Lascia la moglie Carlotta, tre figli, tanti amici e colleghi della Cartiera che tanto aveva difeso in vita. L’ultimo saluto a Cerato si terrà domani, giovedì 12, alle 15,30 nella parrocchia di San Grato, in piazza della Chiesa nella sua Germagnano.
La lettera di Remo Cerato
“Ciao! Il mio percorso in questa vita si sta per concludere e voglio salutarvi tutti personalmente – scrive Cerato in un post pubblico su Facebook -. Stanotte, con una crisi respiratoria, sono diventato ufficialmente un grosso problema per i miei ragazzi, problema che non posso più tamponare con adeguamenti al ribasso. Grazie per avere condiviso qualche piccola o meno piccola cosa con me. Lascio il mio profilo ai miei figli, a mia moglie e l’utilizzo a scopo ludico al mio amico Gian. Non siate sorpresi dell’epilogo che ho scelto, perché è in linea con quello che sono sempre stato. Non posso permettere a questa terribile malattia di fare ancora di più. Ha già distrutto il mio fisico del quale ero orgoglioso, ha cancellato il mio lavoro, ha fiaccato la mia psiche con mesi di terrore conoscendone bene l’evoluzione, mi ha già allontanato dai miei affetti ed in futuro mi costringerebbe a diventare un peso dannoso per i delicati equilibri familiari. Ho ancora un ruolo ed una responsabilità: tutelare i miei figli a qualunque costo… e per farlo non devo danneggiare troppo il luogo sicuro della loro infanzia con una presenza sempre più destabilizzante. Loro sono il mio orgoglio, la mia proiezione nel futuro e sono stati la mia vita finchè è stata tale. Quindi… lo devo fare… è molto semplice! In verità, la mia decisione iniziale è sempre stata un’altra, ma continuando a rimandare una scelta che mi è oggettivamente difficile, sono giunto all’impossibilità di auto infliggermi proprio un bel nulla… Subentra il piano B”.
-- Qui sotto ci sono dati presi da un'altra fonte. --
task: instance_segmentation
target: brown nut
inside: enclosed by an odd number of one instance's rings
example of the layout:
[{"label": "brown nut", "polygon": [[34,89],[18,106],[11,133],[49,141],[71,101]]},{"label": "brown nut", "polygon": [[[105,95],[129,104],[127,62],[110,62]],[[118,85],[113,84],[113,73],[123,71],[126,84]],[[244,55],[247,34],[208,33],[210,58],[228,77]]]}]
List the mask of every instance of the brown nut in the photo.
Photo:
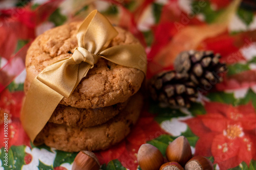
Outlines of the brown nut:
[{"label": "brown nut", "polygon": [[164,158],[157,148],[146,143],[139,149],[138,163],[142,170],[158,170],[164,163]]},{"label": "brown nut", "polygon": [[209,159],[202,156],[196,156],[186,163],[185,170],[214,170],[214,166]]},{"label": "brown nut", "polygon": [[95,154],[92,152],[82,151],[75,158],[72,170],[98,170],[100,166]]},{"label": "brown nut", "polygon": [[160,170],[184,170],[184,168],[177,162],[169,162],[162,164]]},{"label": "brown nut", "polygon": [[177,162],[184,166],[192,157],[192,152],[188,141],[183,136],[181,136],[169,144],[166,149],[166,155],[170,162]]}]

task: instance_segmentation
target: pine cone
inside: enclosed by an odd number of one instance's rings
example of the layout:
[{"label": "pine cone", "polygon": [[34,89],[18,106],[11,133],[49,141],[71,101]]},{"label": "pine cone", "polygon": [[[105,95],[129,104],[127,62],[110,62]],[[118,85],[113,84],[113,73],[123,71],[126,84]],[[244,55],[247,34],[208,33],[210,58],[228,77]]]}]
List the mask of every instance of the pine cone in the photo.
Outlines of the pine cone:
[{"label": "pine cone", "polygon": [[149,82],[152,99],[170,106],[189,107],[198,94],[194,84],[188,82],[187,78],[187,75],[182,75],[174,70],[154,76]]},{"label": "pine cone", "polygon": [[226,70],[226,64],[219,62],[220,57],[211,51],[185,51],[177,56],[174,67],[178,72],[188,74],[199,87],[211,87],[222,81],[220,74]]}]

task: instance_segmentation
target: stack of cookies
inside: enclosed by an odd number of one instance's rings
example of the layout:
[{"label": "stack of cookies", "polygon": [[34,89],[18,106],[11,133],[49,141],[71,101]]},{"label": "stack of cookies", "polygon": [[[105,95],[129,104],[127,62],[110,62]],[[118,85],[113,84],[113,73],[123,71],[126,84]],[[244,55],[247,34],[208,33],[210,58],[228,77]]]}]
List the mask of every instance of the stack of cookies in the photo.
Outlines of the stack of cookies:
[{"label": "stack of cookies", "polygon": [[[26,93],[44,68],[71,57],[78,46],[76,33],[81,23],[54,28],[34,41],[26,60]],[[110,46],[139,43],[130,33],[115,29],[119,34]],[[137,92],[144,77],[138,69],[99,59],[70,97],[60,102],[35,143],[78,152],[105,149],[119,142],[139,117],[143,98]]]}]

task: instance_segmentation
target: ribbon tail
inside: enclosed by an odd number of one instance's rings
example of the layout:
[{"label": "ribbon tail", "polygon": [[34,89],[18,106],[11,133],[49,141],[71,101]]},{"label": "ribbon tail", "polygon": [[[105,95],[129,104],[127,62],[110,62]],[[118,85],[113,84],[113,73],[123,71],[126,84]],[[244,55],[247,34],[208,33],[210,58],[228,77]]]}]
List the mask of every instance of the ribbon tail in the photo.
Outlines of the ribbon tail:
[{"label": "ribbon tail", "polygon": [[[23,127],[33,142],[63,98],[36,78],[34,79],[25,99],[20,115]],[[33,104],[34,101],[38,104]]]},{"label": "ribbon tail", "polygon": [[99,56],[117,64],[138,69],[146,74],[146,55],[141,45],[114,46],[102,51]]}]

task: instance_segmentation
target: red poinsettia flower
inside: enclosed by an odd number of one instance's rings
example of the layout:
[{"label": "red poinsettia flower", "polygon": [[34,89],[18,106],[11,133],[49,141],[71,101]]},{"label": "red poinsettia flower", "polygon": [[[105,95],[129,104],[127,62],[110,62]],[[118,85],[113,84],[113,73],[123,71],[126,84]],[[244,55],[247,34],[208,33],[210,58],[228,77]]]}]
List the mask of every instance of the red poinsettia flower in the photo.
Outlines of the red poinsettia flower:
[{"label": "red poinsettia flower", "polygon": [[8,147],[12,145],[21,144],[30,145],[30,140],[24,130],[22,128],[19,120],[20,112],[22,108],[22,100],[24,96],[23,91],[10,92],[8,89],[0,93],[0,114],[1,121],[0,122],[0,134],[3,136],[4,131],[4,114],[8,114],[8,130],[7,137],[0,139],[0,147],[4,146],[4,138],[8,138]]},{"label": "red poinsettia flower", "polygon": [[185,120],[199,139],[195,155],[213,156],[221,169],[242,161],[249,166],[256,155],[256,113],[251,103],[234,107],[207,103],[207,114]]},{"label": "red poinsettia flower", "polygon": [[109,150],[95,154],[101,164],[118,159],[123,166],[136,170],[138,167],[137,154],[141,144],[162,134],[166,132],[154,120],[153,116],[145,111],[125,140]]}]

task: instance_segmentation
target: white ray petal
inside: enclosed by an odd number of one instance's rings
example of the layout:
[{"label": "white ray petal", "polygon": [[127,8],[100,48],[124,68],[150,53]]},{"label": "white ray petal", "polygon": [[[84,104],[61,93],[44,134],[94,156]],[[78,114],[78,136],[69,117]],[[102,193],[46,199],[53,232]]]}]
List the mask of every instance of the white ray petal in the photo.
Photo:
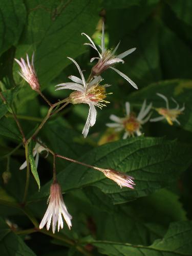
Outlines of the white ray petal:
[{"label": "white ray petal", "polygon": [[90,103],[89,105],[91,110],[90,126],[93,126],[96,122],[97,111],[94,105],[92,103]]},{"label": "white ray petal", "polygon": [[110,119],[112,121],[114,121],[114,122],[116,122],[117,123],[121,123],[122,122],[121,119],[120,117],[116,116],[115,115],[111,115],[111,116],[110,116]]},{"label": "white ray petal", "polygon": [[81,84],[78,84],[78,83],[60,83],[60,84],[58,84],[57,86],[60,86],[60,87],[55,89],[55,91],[57,91],[58,90],[62,90],[62,89],[70,89],[70,90],[74,90],[75,91],[79,91],[79,92],[81,92],[82,93],[84,93],[85,88]]},{"label": "white ray petal", "polygon": [[128,101],[125,102],[125,111],[126,115],[129,116],[130,115],[130,103]]},{"label": "white ray petal", "polygon": [[119,54],[118,55],[116,56],[116,58],[118,58],[119,59],[122,59],[123,58],[124,58],[126,56],[129,55],[129,54],[131,54],[133,52],[135,51],[136,50],[136,48],[132,48],[130,49],[130,50],[128,50],[127,51],[126,51],[125,52],[123,52],[122,53],[121,53],[120,54]]},{"label": "white ray petal", "polygon": [[82,73],[82,72],[81,71],[81,70],[80,68],[80,67],[77,64],[77,63],[75,61],[75,60],[74,59],[72,59],[72,58],[70,58],[70,57],[68,57],[68,58],[70,59],[72,61],[73,61],[75,63],[75,65],[76,65],[76,67],[78,69],[78,70],[79,71],[80,75],[81,76],[81,79],[82,79],[84,87],[85,88],[86,88],[87,84],[86,84],[86,79],[84,79],[83,74]]},{"label": "white ray petal", "polygon": [[99,58],[98,57],[94,57],[94,58],[92,58],[91,59],[90,59],[90,62],[92,62],[93,61],[93,60],[94,60],[95,59],[99,59]]},{"label": "white ray petal", "polygon": [[150,122],[158,122],[158,121],[161,121],[164,119],[164,116],[159,116],[158,117],[155,117],[155,118],[152,118],[150,119]]},{"label": "white ray petal", "polygon": [[80,84],[83,84],[83,81],[81,79],[75,76],[68,76],[68,78],[72,80],[74,82],[76,82],[77,83],[80,83]]},{"label": "white ray petal", "polygon": [[129,83],[131,83],[131,84],[133,86],[135,89],[138,89],[138,88],[137,87],[137,84],[136,84],[133,81],[132,81],[129,77],[128,77],[127,76],[123,74],[123,73],[121,72],[121,71],[119,71],[117,69],[115,69],[115,68],[113,68],[113,67],[110,67],[110,69],[113,69],[113,70],[115,70],[119,75],[121,76],[123,78],[124,78],[125,80],[128,81]]},{"label": "white ray petal", "polygon": [[161,93],[156,93],[157,95],[159,96],[159,97],[161,97],[162,99],[164,99],[164,100],[166,102],[166,108],[167,109],[167,110],[169,109],[169,105],[168,105],[168,101],[167,99],[167,98],[165,97],[164,95],[163,94],[161,94]]},{"label": "white ray petal", "polygon": [[110,60],[108,60],[107,61],[106,61],[104,63],[104,66],[110,66],[112,65],[112,64],[114,64],[115,63],[118,62],[124,63],[124,61],[121,59],[115,58],[115,59],[110,59]]}]

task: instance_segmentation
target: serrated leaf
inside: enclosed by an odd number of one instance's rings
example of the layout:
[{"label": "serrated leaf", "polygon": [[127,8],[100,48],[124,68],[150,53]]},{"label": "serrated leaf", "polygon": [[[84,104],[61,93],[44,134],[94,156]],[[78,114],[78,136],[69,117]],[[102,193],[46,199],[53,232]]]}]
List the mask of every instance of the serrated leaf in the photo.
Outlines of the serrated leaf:
[{"label": "serrated leaf", "polygon": [[22,0],[0,1],[0,55],[17,44],[25,25],[26,11]]},{"label": "serrated leaf", "polygon": [[[180,127],[187,131],[192,132],[192,80],[169,80],[159,81],[152,83],[145,88],[135,92],[127,97],[127,101],[133,102],[136,105],[139,104],[139,107],[146,99],[147,102],[153,103],[154,108],[165,108],[165,102],[163,99],[156,95],[157,93],[161,93],[167,97],[169,102],[169,108],[174,108],[176,104],[171,99],[174,98],[181,108],[185,103],[185,109],[183,114],[178,116],[178,120],[181,123]],[[133,105],[134,106],[134,105]],[[159,116],[154,111],[152,117]],[[169,124],[167,123],[167,125]],[[174,123],[174,125],[178,125]]]},{"label": "serrated leaf", "polygon": [[29,143],[29,162],[30,163],[30,166],[31,166],[31,170],[32,173],[33,174],[33,175],[34,176],[34,178],[35,178],[38,188],[39,188],[39,190],[40,190],[40,180],[39,180],[39,176],[37,172],[37,166],[36,166],[35,164],[35,161],[33,155],[33,150],[35,146],[34,143],[33,141],[31,141],[30,143]]},{"label": "serrated leaf", "polygon": [[172,223],[163,239],[156,240],[148,247],[111,241],[89,242],[97,247],[101,253],[112,256],[182,256],[191,255],[191,238],[192,222],[186,221]]},{"label": "serrated leaf", "polygon": [[[134,189],[121,189],[102,173],[77,164],[71,164],[61,172],[58,180],[63,192],[92,185],[106,194],[114,204],[122,203],[148,195],[176,180],[191,163],[190,148],[175,141],[138,137],[98,146],[78,159],[127,173],[135,179]],[[49,186],[49,183],[45,185],[33,199],[47,196]]]},{"label": "serrated leaf", "polygon": [[0,251],[5,256],[35,256],[22,239],[11,231],[3,219],[0,218]]}]

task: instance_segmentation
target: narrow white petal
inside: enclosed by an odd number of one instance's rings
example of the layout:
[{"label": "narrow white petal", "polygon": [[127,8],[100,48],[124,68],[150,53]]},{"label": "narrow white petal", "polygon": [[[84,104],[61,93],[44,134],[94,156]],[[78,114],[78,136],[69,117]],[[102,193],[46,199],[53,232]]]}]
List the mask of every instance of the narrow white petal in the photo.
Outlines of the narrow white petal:
[{"label": "narrow white petal", "polygon": [[102,26],[101,50],[102,50],[102,53],[104,52],[105,51],[105,49],[104,49],[104,22],[103,22],[103,25]]},{"label": "narrow white petal", "polygon": [[107,61],[106,61],[104,63],[104,66],[110,66],[112,65],[112,64],[114,64],[115,63],[118,63],[121,62],[124,63],[124,60],[120,58],[115,58],[115,59],[110,59],[110,60],[108,60]]},{"label": "narrow white petal", "polygon": [[125,111],[126,111],[126,115],[129,116],[130,115],[130,102],[125,102]]},{"label": "narrow white petal", "polygon": [[110,119],[114,122],[116,122],[117,123],[121,123],[122,122],[121,118],[115,115],[111,115]]},{"label": "narrow white petal", "polygon": [[86,84],[86,80],[84,79],[83,74],[82,73],[82,72],[81,71],[81,70],[80,68],[80,67],[79,66],[79,65],[77,64],[77,63],[75,61],[75,60],[74,59],[72,59],[72,58],[70,58],[70,57],[68,57],[68,58],[70,59],[72,61],[73,61],[75,63],[75,65],[76,65],[76,67],[78,69],[78,70],[79,71],[80,75],[81,76],[81,79],[82,79],[84,87],[86,88],[87,84]]},{"label": "narrow white petal", "polygon": [[110,128],[121,128],[123,127],[122,124],[116,123],[106,123],[106,125],[108,127],[110,127]]},{"label": "narrow white petal", "polygon": [[138,89],[138,88],[137,87],[137,86],[129,77],[128,77],[127,76],[126,76],[126,75],[125,75],[123,73],[119,71],[119,70],[118,70],[118,69],[115,69],[115,68],[113,68],[113,67],[110,67],[110,68],[112,69],[113,69],[113,70],[115,70],[115,71],[116,71],[118,74],[119,74],[119,75],[120,75],[122,77],[123,77],[123,78],[124,78],[125,80],[128,81],[128,82],[130,82],[131,83],[131,84],[132,86],[133,86],[135,88],[136,88],[136,89]]},{"label": "narrow white petal", "polygon": [[126,132],[125,132],[123,135],[123,139],[125,140],[125,139],[126,139],[127,138],[127,137],[129,136],[129,133],[127,133]]},{"label": "narrow white petal", "polygon": [[159,96],[159,97],[161,97],[162,99],[164,100],[164,101],[166,102],[166,108],[167,109],[167,110],[169,109],[169,105],[168,105],[168,101],[167,98],[165,97],[164,95],[163,94],[161,94],[161,93],[156,93],[157,95]]},{"label": "narrow white petal", "polygon": [[96,122],[96,118],[97,116],[97,111],[95,106],[93,103],[90,104],[91,110],[91,118],[90,118],[90,126],[93,126]]},{"label": "narrow white petal", "polygon": [[19,167],[19,170],[23,170],[27,167],[27,161],[25,161],[23,164]]},{"label": "narrow white petal", "polygon": [[94,58],[92,58],[91,59],[90,59],[90,62],[92,62],[93,61],[93,60],[94,60],[95,59],[99,59],[99,58],[98,58],[98,57],[94,57]]},{"label": "narrow white petal", "polygon": [[37,155],[36,155],[36,157],[35,157],[35,165],[36,165],[36,167],[37,168],[38,167],[38,161],[39,161],[39,154],[37,152]]},{"label": "narrow white petal", "polygon": [[77,83],[80,83],[80,84],[83,84],[83,83],[81,79],[75,76],[68,76],[68,78],[72,80],[74,82],[76,82]]},{"label": "narrow white petal", "polygon": [[158,121],[161,121],[164,118],[165,118],[164,117],[164,116],[159,116],[158,117],[156,117],[155,118],[150,119],[150,122],[158,122]]},{"label": "narrow white petal", "polygon": [[116,56],[116,58],[119,58],[119,59],[122,59],[126,56],[129,55],[129,54],[131,54],[131,53],[135,51],[135,50],[136,50],[136,48],[135,48],[130,49],[130,50],[128,50],[127,51],[126,51],[125,52],[124,52],[122,53],[121,53],[120,54],[119,54],[118,55]]},{"label": "narrow white petal", "polygon": [[86,121],[86,124],[82,131],[82,134],[83,135],[84,138],[86,138],[88,134],[89,127],[90,127],[90,119],[91,119],[91,108],[89,108],[88,116]]},{"label": "narrow white petal", "polygon": [[89,83],[89,86],[91,87],[92,86],[98,83],[102,80],[102,77],[101,76],[94,76],[94,78],[91,82]]},{"label": "narrow white petal", "polygon": [[[71,83],[71,84],[69,84]],[[81,92],[84,93],[85,92],[84,88],[81,84],[78,84],[78,83],[60,83],[60,84],[58,84],[56,86],[60,86],[58,88],[55,89],[55,91],[57,91],[58,90],[62,90],[62,89],[70,89],[70,90],[74,90],[75,91],[79,91],[79,92]]]},{"label": "narrow white petal", "polygon": [[115,53],[116,53],[117,50],[118,49],[118,47],[119,47],[119,46],[120,45],[120,41],[119,41],[119,42],[117,44],[117,46],[115,47],[115,48],[114,49],[114,50],[113,50],[112,53],[112,55],[114,55],[115,54]]}]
“La politica è in colpevole ritardo”
“Lancio, in qualità di parte in causa, un’accusa/appello affinchè la politica, già in colpevole ritardo per una legge sul fine vita che, se fosse stata in vigore, mi avrebbe regalato qualche sofferenza in meno, trovi il coraggio di affrontare e sanare una mancanza grave – scrive Cerato – . Morire in ospedale… vuol dire farlo in diversi giorni, morendo di sete e di morfina. E’quello che chiamano suicidio assistito… cosa molto diversa dall’eutanasia legale. E’ il lavarsene le mani per mancanza di coraggio e lungimiranza politica, è fortemente deludente. Porterò con me i miei momenti più importanti e gli affetti più profondi. Spero di tornare in una qualche forma per stare vicino a coloro che ho amato e che devo lasciare con un dolore straziante. Me ne andrò incompiuto ed arrabbiato, assolutamente non in pace perchè subisco la mia morte come un’intollerabile ingiustizia. Lascio figli da crescere, lascio progetti incompiuti… nessuna compensazione di nessun’altra vita, compresa quella eventuale “eterna”, potrà mai risarcirmi di quanto sono obbligato a lasciare in questa”.